“There is a God!” Kobe Bryant exclaimed after the Lakers’ 105-90 victory over the New Jersey Nets.
The February 2008 game was Bryant’s first playing alongside Pau Gasol; a then-27-year-old phenom who had spent each of his first six seasons with the Memphis Grizzlies after a successful stint in the EuroLeague.
Having tasted marginal success under six different coaches in Memphis (the Grizzlies were bounced in the first round of the Playoffs three years in a row), Gasol reached new heights in Los Angeles. Replacing Shaquille O’Neal as Bryant’s go-to presence in the paint, Pau earned Championship rings in 2009 and 2010 and All-Star nods in the process.
Six long years later, Gasol enters the preseason under completely different circumstances. Gasol has since endured a messy break-up with the Lakers, and the Black Mamba has retired from the League, as has future Hall of Famer Tim Duncan (sans farewell tour).
Now 36 years old, and coming off a productive season with the underachieving Bulls, Gasol inked a two-year, $30 million contract to supplant Duncan in Gregg Popovich’s rotation.
Gasol’s move to San Antonio may not have generated the fanfare of other signings within the Western Conference, but was a pragmatic decision aimed at bringing home a third Championship ring. As Pau’s brother Marc implied, the Spurs will give Pau a better chance to win now than the Bulls.
Gasol’s minutes, of course, will be an X-factor in determining his value this season. Pau was featured at No. 34 on last season’s Top 50 list; a ranking that was rewarded with 11 boards and 16.5 points per game.
Popovich rests his starters more frequently than Bulls coach Fred Hoiberg, though; Gasol’s 31.8 minutes per game could see a sharp decrease in 2017. LaMarcus Aldridge, for example, saw his court time diminish to a near career-low after leaving the Trail Blazers for San Antonio.
As Gasol alluded to after the signing, the opportunity in San Antonio was ultimately too good to pass up. What the 7-foot Spaniard will miss in playing time, he’ll make up for in a supporting cast. Flanked by Kawhi Leonard, LaMarcus Aldridge and Tony Parker, Gasol won’t be tasked with shouldering San Antonio’s offensive load.
What’s more, under-the-radar free-agent signing Dewayne Dedmon should be a logical defensive choice to spell Gasol at the 5; the 27-year-old rim protector played a similar role behind Nikola Vucevic last season.
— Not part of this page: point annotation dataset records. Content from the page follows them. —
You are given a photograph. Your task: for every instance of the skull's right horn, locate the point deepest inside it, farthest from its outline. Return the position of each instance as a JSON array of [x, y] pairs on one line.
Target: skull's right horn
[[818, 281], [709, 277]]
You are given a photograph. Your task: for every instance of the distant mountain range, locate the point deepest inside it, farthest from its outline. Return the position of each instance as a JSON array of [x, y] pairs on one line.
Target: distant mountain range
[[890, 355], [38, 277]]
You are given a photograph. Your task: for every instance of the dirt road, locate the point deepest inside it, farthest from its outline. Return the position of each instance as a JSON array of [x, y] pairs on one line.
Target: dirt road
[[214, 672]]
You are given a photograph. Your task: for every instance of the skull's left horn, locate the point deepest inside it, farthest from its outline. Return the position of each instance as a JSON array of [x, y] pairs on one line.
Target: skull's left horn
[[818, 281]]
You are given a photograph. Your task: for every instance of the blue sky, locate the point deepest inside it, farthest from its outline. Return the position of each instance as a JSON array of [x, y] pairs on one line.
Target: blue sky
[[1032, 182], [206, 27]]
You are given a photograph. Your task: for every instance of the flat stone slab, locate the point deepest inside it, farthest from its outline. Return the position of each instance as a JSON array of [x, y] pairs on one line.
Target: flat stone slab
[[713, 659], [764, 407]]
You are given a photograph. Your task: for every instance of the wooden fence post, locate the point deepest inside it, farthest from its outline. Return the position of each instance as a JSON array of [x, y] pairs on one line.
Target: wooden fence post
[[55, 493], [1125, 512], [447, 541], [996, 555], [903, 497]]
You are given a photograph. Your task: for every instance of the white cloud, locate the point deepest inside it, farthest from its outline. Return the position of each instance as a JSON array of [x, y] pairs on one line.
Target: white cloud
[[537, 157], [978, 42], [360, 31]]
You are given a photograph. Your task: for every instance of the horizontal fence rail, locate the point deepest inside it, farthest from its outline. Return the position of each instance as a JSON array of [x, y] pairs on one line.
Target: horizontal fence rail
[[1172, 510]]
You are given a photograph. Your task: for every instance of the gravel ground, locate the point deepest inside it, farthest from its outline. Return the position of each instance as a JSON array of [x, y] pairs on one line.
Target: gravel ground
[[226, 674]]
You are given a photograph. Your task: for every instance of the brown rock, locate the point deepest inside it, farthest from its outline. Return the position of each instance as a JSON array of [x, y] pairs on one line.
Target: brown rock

Gasol lamented the Bulls’ lack of “intensity and effort” toward the end of the 2015-16 season; that isn’t a complaint likely to resurface under Popovich.
If Gasol can avoid the injury bug and stay on the court for 70-plus games—a feat he’s accomplished each of the last two years—there’s no reason to think he can’t maintain his level of All-Star production in San Antonio.
While it’s difficult to envision any team usurping the Golden State Warriors for the Western Conference title, the addition of Pau Gasol is a step in the right direction for the Spurs.
Rankings are based on expected contribution in 2016-17—to players’ team, the NBA and the game.